MDA and H2O2 content were used as an index of the degree of oxidative damage (Huang et al. 2017; Li et al. 2018). Our results showed that the MDA content in seeds of CK is significantly higher than those observed in the aged seeds. MDA contents were previously observed to increase during the early stage of seed germination of peas (Yang et al. 2012). Therefore, we speculated that the higher MDA accumulation may be associated with the faster germination rate in CK. For seedlings, WBA had the highest MDA content among the three treatments, which may suggest more oxidative injury in these seedlings. Similarly, the generation of H2O2 was increased by AA on the 3rd day after imbibition, which was consistent with the results of a previous study using tobacco seeds (Li et al. 2018), but this effect could be mitigated by Spd.

The above results revealed that the seed quality and activities of some antioxidant enzymes were significantly increased in AA seeds by Spd. We further investigated the transcriptional regulation of antioxidative enzymes in response to seed aging and Spd in different stages of development, including 12 HAI and 3 and 14 days after imbibition. According to our results, AA treatment increased the expression levels of CATb but decreased those of CATa as compared with those observed in CK. The transcriptional levels observed on the third day was in accordance with the activities of the enzymes. A significant decrease in the expression levels of the three CAT genes was observed in aged seeds, and the reduction in CATb and CATc expression was rescued by exogenous Spd. Similar expression patterns were observed in three APX genes on the third day, namely, APX1, APX2 and APX4. Furthermore, the expression of APX3 was significantly increased in SBA at 12 HAI. In contrast, SOD genes participated more at 12 HAI but not on the 3rd and 14th days. These results were consistent with the observed changes in SOD activity.

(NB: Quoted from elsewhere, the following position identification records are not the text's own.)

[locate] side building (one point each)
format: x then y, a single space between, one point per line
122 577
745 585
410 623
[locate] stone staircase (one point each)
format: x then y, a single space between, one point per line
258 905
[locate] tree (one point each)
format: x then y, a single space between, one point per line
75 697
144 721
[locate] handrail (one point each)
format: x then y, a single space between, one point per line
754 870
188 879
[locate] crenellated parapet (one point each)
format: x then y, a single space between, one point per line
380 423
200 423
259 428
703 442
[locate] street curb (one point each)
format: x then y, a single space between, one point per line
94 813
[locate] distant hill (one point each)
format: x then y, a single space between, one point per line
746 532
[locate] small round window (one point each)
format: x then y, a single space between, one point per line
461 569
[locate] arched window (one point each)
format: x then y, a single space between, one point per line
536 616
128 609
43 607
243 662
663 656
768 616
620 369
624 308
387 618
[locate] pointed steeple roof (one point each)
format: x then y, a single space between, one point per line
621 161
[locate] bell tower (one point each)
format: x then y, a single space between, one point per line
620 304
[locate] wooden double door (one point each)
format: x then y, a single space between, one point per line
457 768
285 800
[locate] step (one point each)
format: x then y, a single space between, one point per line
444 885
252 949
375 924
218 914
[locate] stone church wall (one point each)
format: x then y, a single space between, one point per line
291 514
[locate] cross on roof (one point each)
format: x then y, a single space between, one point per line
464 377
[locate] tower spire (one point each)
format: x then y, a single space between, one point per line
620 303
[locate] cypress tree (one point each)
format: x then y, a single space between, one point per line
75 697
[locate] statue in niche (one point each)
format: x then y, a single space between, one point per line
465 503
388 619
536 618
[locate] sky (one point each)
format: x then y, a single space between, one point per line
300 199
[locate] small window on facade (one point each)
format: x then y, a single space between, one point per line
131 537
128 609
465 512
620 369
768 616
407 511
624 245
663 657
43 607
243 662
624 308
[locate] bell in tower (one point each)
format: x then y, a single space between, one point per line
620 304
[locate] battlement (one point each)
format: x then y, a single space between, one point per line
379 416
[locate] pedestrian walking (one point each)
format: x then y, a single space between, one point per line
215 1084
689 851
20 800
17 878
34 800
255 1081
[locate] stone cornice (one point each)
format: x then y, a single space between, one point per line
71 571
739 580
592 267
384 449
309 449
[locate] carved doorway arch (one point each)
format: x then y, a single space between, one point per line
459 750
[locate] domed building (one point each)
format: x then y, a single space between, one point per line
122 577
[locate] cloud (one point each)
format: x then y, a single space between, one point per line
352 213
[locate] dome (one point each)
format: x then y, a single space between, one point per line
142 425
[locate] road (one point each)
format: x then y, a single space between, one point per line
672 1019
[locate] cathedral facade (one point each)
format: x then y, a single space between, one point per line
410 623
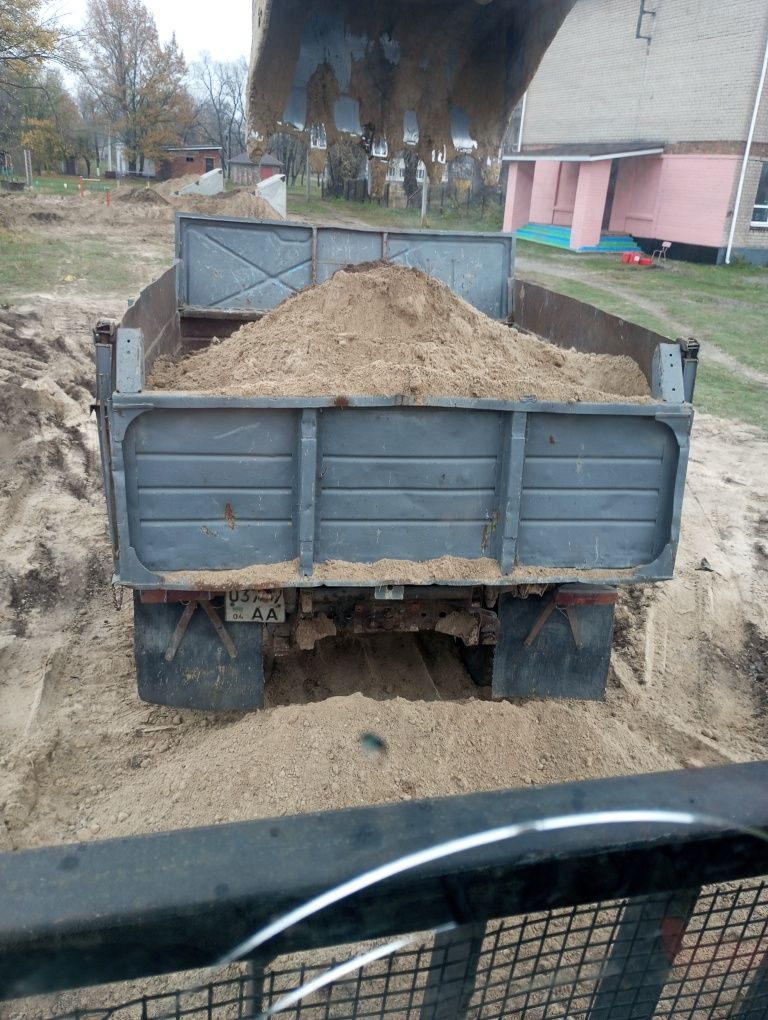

In summary, the results of this study suggest that the adverse effect of AA-induced stress on rice seeds can be partially alleviated by the application of Spd. However, further analysis of the resistance mechanisms underlying these anti-aging effects is necessary to elucidate the regulatory and signaling roles of Spd. The utilization of innovative technologies such as omics-based analysis (Zhu et al. 2017; Chen et al. 2020), phylogenetic comparison (Yang et al. 2019) and high throughput phenotyping system may narrow down the target of interests in this research direction. Nevertheless, the present study may also provide guidance for long-term storage during rice production, which may contribute to the production and storage of rice seed. However, progress in understanding seed aging and Spd antioxidation were restricted due to the complexity of metabolic and signaling pathways, and may vary in different genotypes. Therefore, the potential application of Spd in reducing aging-induced damage still requires further study.